Karena itu, hari ini Yesus bertanya kepada kita: “Apa yang sedang kamu cari?” Dia ingin tahu mengapa kita mengikutiNya. Inilah pertanyaan penting yang harus dijawab dengan jujur ​​untuk memurnikan motivasi kita dan meningkatkan komitmen kita dalam mengikuti-Nya. Petrus menjawab dengan tepat: “Tuhan, kepada siapakah kami akan pergi? PerkataanMu adalah perkataan hidup yang kekal” (Yoh 6:68).

Pada hari Minggu kedua masa biasa ini, ketika kita memulai rangkaian pelajaran baru dari Injil, hendaklah kita memperjelas motivasi kita. Kita mengikuti Yesus karena kita menyatakan keyakinan yang kuat pada-Nya sebagai Tuhan dan Allah kita. Kita dengan rendah hati mengakui bahwa tanpa Dia, kita tidak ada dan tidak bisa melakukan apa pun. Dia-lah satu-satunya alasan hidup dan keberadaan kita. Hanya di dalam Dia kita bisa menemukan kelimpahan hidup, kebahagiaan, dan keselamatan. Dengan menyadari sepenuhnya hal ini, kita dikuatkan dan didorong untuk menghadapi segala tantangan dan ujian yang diberikan kepada kita. Viktor E. Frankl berkata, “Mereka yang memiliki alasan atau ‘mengapa’ untuk hidup, dapat bertahan dengan segala ‘bagaimana-nya, kehidupan itu”. Hanya Yesus yang membuat hidup kita bermakna dan berbuah, bahkan di tengah-tengah tantangan, kesulitan, kesakitan, dan penderitaan.

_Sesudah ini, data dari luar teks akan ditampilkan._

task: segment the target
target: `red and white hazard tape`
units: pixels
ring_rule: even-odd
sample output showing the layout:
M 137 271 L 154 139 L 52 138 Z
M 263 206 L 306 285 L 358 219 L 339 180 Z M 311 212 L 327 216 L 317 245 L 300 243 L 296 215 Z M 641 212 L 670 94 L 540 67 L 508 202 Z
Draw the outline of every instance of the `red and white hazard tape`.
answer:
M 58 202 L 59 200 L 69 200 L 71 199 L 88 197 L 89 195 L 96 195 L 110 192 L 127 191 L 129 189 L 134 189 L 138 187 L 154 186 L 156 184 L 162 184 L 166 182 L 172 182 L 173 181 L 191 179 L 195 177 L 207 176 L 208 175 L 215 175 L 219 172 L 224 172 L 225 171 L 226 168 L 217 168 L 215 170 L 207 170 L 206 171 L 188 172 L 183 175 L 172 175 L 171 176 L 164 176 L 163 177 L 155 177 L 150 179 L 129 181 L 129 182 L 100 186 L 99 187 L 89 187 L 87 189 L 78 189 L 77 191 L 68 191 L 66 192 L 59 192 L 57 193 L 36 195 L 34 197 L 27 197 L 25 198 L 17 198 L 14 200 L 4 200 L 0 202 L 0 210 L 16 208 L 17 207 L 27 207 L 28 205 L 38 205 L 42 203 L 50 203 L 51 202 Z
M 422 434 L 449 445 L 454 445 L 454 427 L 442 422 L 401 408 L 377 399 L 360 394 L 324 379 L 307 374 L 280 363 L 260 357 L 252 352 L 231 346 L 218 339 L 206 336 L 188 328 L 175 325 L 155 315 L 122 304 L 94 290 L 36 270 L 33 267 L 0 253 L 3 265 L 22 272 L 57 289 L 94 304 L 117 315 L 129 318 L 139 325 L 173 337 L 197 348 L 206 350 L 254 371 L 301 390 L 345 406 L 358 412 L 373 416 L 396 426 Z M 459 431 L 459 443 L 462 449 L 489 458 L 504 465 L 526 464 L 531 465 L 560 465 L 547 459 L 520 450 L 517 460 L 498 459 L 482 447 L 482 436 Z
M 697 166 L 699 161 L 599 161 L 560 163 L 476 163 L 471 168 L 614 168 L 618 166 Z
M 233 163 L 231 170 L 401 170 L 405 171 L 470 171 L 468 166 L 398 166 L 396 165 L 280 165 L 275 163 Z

Tidak dapat disangkal bahwa ketika kita memandang sekeliling kita, kita melihat begitu banyak jiwa yang bingung dan tersesat. Mereka menjalani hidup, mencari makna dan kebahagiaan pada tempat dan hal-hal yang keliru: dalam narkoba, dalam kenikmatan duniawi, dalam harta, dan kuasa. Seperti Santo Yohanes Pembaptis, kita pun memiliki kewajiban untuk memberitahu mereka tentang Yesus: “Lihatlah Anak Domba Allah!” Dan sebagaimana Andreas, kita juga harus membawa mereka kepada Yesus agar mereka pun dapat menemukan makna hidup yang sejati.

Akhirnya, ada empat pelajaran penting yang dapat kita tarik dari bacaan-bacaan suci hari ini. Pertama, seperti Samuel, kita diingatkan akan pentingnya mendengarkan dan memperhatikan suara Tuhan serta menyimpan firman-Nya. Kedua, seperti Eli dan Andreas, kita pun diwajibkan untuk membagikan kabar baik kepada orang lain dan membawa mereka kepada Tuhan, tetapi selanjutnya membiarkan Tuhan sendiri yang mengambil alih semuanya. Kita tidak boleh menghalangi jalanNya. Ketiga, kita dihadapkan pada tugas untuk memperjelas apa yang kita cari dalam hidup dan harapan apa yang kita miliki dari Tuhan. Dan keempat, jika kita ingin menjadi murid sejati Yesus, kita harus bersedia tinggal bersama Dia, menghabiskan waktu bersamaNya, dan mengembangkan hubungan pribadi dengan-Nya. Hanya dengan cara itu, kita dapat menjadi murid, pewarta, dan pembagi kabar sukacita kepada semua orang.  Mudah-mudahan. Tuhan memberkati…..Amin!!!